Resume template for Warehouse Clerk
A warehouse clerk CV needs to be tight and concrete. Logistics managers look for inventory-system fluency (SAP WM, Manhattan, generic WMS), forklift licenses, shift availability, and accuracy metrics. Keep it to one page if possible. Quantify throughput and error rate where you can — these are the numbers that map directly to KPIs the hiring team is judged on.
Minimal layout without photo is the standard for warehouse roles — it's easy to scan and ATS-friendly.
Profile example
„Warehouse Clerk with 4 years of experience in a 12,000 m2 distribution center. Comfortable with SAP WM, RF scanning, and counterbalance forklift. Available for early and late shifts, English B2.“
Example bullets for work experience
- •Goods receipt, put-away, and picking of an average 250 line items per shift in SAP WM
- •RF-scanner accuracy of 99.6% over the last 12 months — well above team average
- •Performed cycle counts and quarterly inventory; variance investigation and reconciliation
- •Trained 3 new warehouse staff on SAP WM workflows and RF-scanner usage
- •Operated counterbalance forklift (license class 1) for daily replenishment cycles
Tips specific to Warehouse Clerk
- 1.WMS and scanner experience in your top 5 skills, with the specific system named (SAP WM, Manhattan)
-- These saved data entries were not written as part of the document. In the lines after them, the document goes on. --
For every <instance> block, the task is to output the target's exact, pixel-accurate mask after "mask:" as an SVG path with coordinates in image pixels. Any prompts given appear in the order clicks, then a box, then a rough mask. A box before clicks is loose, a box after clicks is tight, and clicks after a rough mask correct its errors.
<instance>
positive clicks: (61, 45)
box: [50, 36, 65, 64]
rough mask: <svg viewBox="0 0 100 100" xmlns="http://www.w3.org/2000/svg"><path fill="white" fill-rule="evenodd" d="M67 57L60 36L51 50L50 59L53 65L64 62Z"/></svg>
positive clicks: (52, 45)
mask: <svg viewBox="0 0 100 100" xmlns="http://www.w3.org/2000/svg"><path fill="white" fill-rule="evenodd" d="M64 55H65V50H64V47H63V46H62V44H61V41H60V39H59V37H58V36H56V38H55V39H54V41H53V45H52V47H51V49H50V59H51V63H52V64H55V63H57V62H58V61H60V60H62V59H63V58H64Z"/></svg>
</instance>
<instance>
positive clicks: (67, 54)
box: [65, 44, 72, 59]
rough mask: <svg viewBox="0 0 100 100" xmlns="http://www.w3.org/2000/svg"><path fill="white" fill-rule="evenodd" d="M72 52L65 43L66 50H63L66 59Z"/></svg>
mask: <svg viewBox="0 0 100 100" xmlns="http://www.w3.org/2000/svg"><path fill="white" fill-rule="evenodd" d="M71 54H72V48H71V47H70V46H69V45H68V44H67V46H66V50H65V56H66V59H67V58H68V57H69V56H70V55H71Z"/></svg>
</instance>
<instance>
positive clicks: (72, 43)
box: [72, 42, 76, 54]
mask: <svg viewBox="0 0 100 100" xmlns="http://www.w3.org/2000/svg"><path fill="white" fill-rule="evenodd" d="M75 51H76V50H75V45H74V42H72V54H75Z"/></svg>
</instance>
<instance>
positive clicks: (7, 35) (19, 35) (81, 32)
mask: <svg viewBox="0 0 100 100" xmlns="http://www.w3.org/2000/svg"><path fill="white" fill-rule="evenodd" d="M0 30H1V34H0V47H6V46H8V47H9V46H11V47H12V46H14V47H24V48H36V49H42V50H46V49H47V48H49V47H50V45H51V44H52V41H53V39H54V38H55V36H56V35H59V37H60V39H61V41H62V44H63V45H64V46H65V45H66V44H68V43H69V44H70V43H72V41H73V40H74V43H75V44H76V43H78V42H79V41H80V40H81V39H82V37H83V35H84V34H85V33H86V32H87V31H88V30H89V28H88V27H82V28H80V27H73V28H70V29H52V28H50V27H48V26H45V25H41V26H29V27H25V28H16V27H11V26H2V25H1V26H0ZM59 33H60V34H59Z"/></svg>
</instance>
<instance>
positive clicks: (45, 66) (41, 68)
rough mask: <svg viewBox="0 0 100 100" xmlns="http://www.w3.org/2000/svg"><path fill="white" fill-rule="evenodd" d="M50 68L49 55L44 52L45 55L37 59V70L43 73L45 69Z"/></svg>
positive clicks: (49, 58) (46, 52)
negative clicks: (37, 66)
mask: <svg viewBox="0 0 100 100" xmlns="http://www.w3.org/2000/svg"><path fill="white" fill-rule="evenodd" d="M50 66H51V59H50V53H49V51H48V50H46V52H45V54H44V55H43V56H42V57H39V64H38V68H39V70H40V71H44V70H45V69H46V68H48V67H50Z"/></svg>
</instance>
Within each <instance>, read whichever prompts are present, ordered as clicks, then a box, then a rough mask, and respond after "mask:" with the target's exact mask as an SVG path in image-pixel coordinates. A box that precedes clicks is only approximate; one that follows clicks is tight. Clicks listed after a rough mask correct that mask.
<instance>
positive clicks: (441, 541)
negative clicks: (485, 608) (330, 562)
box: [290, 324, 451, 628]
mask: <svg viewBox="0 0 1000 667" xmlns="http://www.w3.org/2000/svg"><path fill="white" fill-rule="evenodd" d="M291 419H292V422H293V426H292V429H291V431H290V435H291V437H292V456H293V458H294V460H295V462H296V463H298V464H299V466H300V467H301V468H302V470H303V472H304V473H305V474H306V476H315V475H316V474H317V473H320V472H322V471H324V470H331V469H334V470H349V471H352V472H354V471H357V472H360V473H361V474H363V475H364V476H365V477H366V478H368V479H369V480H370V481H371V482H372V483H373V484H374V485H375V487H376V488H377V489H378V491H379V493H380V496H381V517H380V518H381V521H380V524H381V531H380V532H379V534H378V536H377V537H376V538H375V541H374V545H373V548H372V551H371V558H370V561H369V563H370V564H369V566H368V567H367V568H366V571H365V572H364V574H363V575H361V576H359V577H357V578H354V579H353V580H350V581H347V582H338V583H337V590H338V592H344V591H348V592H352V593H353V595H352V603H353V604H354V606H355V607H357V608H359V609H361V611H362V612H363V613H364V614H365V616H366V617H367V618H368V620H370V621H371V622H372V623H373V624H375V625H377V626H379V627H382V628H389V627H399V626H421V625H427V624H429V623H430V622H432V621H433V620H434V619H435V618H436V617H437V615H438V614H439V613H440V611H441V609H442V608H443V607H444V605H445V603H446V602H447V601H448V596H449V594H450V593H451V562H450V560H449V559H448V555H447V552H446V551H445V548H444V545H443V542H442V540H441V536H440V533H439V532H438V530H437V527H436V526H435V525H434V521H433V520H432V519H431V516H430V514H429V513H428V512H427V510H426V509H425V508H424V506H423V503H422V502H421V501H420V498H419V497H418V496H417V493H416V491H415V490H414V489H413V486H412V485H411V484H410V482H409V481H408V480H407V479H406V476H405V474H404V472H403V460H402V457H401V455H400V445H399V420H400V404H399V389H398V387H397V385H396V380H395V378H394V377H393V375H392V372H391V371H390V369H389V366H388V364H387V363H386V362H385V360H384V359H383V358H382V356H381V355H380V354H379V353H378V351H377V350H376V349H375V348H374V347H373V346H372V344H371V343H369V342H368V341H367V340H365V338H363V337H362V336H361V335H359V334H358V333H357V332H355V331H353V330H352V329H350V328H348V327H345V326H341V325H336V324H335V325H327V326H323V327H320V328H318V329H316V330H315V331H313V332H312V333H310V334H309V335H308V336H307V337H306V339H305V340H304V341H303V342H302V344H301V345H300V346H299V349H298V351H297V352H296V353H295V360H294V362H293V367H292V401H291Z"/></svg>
- 2.Quantify throughput (lines/picks per shift) and accuracy where possible
- 3.Forklift license class and years of use prominent
- 4.Shift availability and earliest start date in the profile
- 5.Career changers welcome — note willingness to be trained on the WMS
Frequently asked questions
Do I need WMS experience?
Helpful but not always mandatory. Many employers train on the in-house system; reliability and shift availability matter more.
Should I list every forklift type?
List the license classes you hold. Naming every brand of truck you have driven adds little.
How important are shift preferences?
Very — shift fit is one of the first filters in logistics hiring. Be explicit about what you can and cannot do.